As with any anthology, there were some stories I loved and some I enjoyed less, but all were superbly crafted and chilling in their own way. Highlights for me were Helen Simpson’s ‘Young Magic’ (about a child, Viola, and her imaginary friend Binns) and Katherine Mansfield’s ‘The House’ (an unsettling tale of domestic ‘bliss’).

In many ways, though, I found the introduction to the anthology as interesting as the stories themselves. The editor, Melissa Edmundson, has provided a fascinating study of the evolution of the scary and weird in literature, from the classic Victorian Gothic to rather more complex modern conceptions – ghosts with ‘cultural baggage’ imposed upon them by the real-life horrors of the modern age. The old visceral fears are there, of course – the malevolent dead, monsters, demons and the unexplained – but the weirdness in these stories is also influenced by wider cultural traumas such as the First World War, colonialism and the Pandora’s box of psychology and psychiatry.
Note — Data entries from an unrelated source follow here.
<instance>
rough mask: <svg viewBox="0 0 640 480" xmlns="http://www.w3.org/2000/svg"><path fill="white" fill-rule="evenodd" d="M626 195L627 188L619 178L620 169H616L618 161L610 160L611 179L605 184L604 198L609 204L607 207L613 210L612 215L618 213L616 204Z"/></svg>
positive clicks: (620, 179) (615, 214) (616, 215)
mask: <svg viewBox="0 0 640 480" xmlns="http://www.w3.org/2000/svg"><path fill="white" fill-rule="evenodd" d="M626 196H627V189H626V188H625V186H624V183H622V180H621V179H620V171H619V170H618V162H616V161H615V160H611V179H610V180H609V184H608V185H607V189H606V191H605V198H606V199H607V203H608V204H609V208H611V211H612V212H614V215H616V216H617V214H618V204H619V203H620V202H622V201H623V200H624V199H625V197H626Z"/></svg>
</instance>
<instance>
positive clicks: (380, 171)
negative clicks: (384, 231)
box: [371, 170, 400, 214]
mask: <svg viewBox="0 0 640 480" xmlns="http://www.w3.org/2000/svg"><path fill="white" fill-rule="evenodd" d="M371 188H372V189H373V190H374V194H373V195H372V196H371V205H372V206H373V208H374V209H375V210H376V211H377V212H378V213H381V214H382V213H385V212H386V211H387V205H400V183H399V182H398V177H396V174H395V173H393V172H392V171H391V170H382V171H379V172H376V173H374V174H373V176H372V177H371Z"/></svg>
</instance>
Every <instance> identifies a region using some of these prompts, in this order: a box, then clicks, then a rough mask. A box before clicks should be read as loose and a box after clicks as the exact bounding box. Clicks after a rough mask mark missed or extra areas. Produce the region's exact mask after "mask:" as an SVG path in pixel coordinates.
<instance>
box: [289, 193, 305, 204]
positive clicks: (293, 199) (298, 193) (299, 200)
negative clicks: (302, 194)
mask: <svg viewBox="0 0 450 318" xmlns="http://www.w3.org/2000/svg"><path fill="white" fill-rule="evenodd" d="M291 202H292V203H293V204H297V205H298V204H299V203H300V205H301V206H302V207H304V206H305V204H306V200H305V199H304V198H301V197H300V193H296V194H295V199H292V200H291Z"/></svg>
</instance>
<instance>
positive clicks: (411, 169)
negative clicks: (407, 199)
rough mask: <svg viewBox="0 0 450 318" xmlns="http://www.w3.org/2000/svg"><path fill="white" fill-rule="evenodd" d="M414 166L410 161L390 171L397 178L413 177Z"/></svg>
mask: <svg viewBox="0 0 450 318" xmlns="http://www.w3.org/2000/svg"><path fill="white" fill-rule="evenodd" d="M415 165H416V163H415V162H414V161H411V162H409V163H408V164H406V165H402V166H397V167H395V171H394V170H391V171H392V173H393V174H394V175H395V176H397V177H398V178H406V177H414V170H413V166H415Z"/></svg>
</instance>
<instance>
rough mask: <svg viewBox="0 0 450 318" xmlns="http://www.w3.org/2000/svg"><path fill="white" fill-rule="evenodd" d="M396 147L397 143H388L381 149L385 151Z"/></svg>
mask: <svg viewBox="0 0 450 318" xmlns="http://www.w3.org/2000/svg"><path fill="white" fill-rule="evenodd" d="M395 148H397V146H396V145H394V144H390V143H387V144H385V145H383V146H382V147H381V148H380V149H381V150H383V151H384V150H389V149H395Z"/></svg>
Edmundson also recognises women writers’ contributions to the development of the supernatural genre, discussing the authors in this volume and their stories (weird or otherwise) within their social contexts. This does feel like a particularly female collection – all the stories (apart from one) have strong women at their heart, either as narrators or protagonists, and the fact that they were all written by women makes the collection coherent and the tales all the more chilling.

This might not have been a volume I would have picked up in a bookshop, but I’m immensely pleased to have read it. I enjoyed it enormously, and recommend it to anyone who is interested in the development of the paranormal genre, but who also likes their short stories weird, unsettling and sometimes frankly terrifying.

Disclaimer: thank you to Bex at the Indie Book Network (hosted by Ninja Book Box) for sending me this pre-publication paperback in exchange for an honest review. The book was published on 27 October 2020 by Handheld Press.